CVE-2024-46666: 
FortiOS vulnerability analysis and mitigation

An allocation of resources without limits or throttling vulnerability (CVE-2024-46666) was discovered in FortiOS that affects multiple versions including 7.6.0, versions 7.4.4 through 7.4.0, 7.2 all versions, 7.0 all versions, and 6.4 all versions. The vulnerability was initially disclosed on January 14, 2025, and was discovered by Ben Barnea from Akamai under responsible disclosure (Fortinet PSIRT).

The vulnerability is classified as CWE-770 (Allocation of Resources Without Limits or Throttling) and affects the GUI component of FortiOS. It has been assigned a CVSS v3.1 base score of 5.3 (Medium severity) with the vector string CVSS:3.1/AV:N/AC:L/PR:N/UI:N/S:U/C:N/I:N/A:L. The vulnerability allows specially crafted requests directed at specific endpoints to cause resource allocation issues (NVD).

The primary impact of this vulnerability is a denial of service condition, specifically preventing access to the GUI interface. The vulnerability allows a remote unauthenticated attacker to disrupt normal system operations through resource exhaustion (Fortinet PSIRT).

Fortinet has released patches for affected versions.
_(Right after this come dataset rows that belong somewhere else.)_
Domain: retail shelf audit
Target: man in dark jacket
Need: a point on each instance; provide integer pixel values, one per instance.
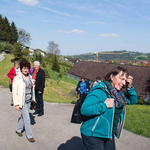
(39, 77)
(82, 88)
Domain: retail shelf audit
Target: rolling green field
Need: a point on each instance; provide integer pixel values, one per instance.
(62, 91)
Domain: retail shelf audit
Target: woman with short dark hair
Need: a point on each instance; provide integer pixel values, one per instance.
(23, 94)
(104, 108)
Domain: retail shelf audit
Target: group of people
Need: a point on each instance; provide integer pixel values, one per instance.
(27, 85)
(104, 108)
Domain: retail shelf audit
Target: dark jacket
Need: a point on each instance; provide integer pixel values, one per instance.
(40, 80)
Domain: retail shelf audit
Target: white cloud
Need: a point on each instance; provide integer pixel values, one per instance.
(62, 31)
(147, 18)
(72, 31)
(58, 12)
(95, 22)
(108, 35)
(77, 31)
(29, 2)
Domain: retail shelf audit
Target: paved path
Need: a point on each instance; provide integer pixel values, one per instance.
(53, 131)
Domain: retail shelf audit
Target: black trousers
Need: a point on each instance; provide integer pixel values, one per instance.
(39, 101)
(94, 143)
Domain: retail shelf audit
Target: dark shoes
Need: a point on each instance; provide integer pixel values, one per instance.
(40, 114)
(19, 134)
(31, 140)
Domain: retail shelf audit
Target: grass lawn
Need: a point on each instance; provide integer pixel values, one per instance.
(138, 119)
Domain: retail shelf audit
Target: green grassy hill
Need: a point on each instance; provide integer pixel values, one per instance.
(56, 90)
(62, 91)
(126, 55)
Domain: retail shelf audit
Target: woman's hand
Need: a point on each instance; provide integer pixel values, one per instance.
(109, 102)
(17, 108)
(40, 92)
(129, 81)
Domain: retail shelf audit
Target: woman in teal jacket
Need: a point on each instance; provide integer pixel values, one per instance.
(104, 110)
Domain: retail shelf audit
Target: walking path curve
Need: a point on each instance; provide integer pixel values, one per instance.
(53, 131)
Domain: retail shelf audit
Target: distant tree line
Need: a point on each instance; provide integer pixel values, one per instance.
(15, 40)
(8, 32)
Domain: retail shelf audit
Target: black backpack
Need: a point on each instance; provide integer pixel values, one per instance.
(76, 115)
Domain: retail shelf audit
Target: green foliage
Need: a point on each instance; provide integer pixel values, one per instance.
(8, 32)
(24, 37)
(138, 119)
(55, 64)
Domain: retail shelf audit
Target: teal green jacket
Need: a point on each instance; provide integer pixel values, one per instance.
(99, 118)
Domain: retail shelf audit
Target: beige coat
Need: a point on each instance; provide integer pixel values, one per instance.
(18, 89)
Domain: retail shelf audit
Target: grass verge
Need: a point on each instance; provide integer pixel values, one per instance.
(138, 119)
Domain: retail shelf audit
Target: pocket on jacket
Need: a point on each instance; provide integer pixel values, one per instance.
(102, 127)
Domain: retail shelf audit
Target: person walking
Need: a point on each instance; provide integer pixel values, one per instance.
(82, 88)
(23, 94)
(104, 108)
(98, 79)
(11, 74)
(39, 77)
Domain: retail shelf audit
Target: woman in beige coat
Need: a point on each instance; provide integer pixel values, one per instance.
(23, 94)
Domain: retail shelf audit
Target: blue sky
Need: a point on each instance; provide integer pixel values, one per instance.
(82, 26)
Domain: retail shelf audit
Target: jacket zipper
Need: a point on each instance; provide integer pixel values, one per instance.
(95, 125)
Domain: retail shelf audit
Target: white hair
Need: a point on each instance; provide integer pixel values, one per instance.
(37, 62)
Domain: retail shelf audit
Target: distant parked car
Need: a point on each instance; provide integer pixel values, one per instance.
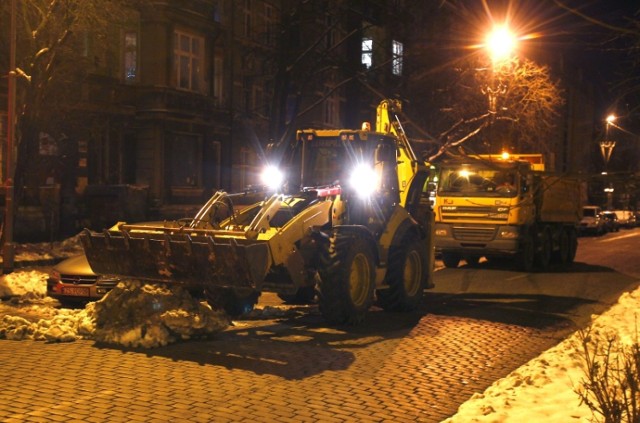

Users should upgrade to the following versions: FortiOS 7.6.1 or above for 7.6 branch, 7.4.5 or above for 7.4 branch, and 7.2.9 or above for 7.2 branch. Users of FortiOS 7.0 and 6.4 all versions should migrate to a fixed release. Fortinet provides an upgrade path tool at their documentation site for guidance (Fortinet PSIRT).

The vulnerability has gained attention in the cybersecurity community, particularly being highlighted alongside other Fortinet vulnerabilities discovered by Akamai researchers. The disclosure was part of a broader security update that included multiple vulnerability fixes (Hacker News).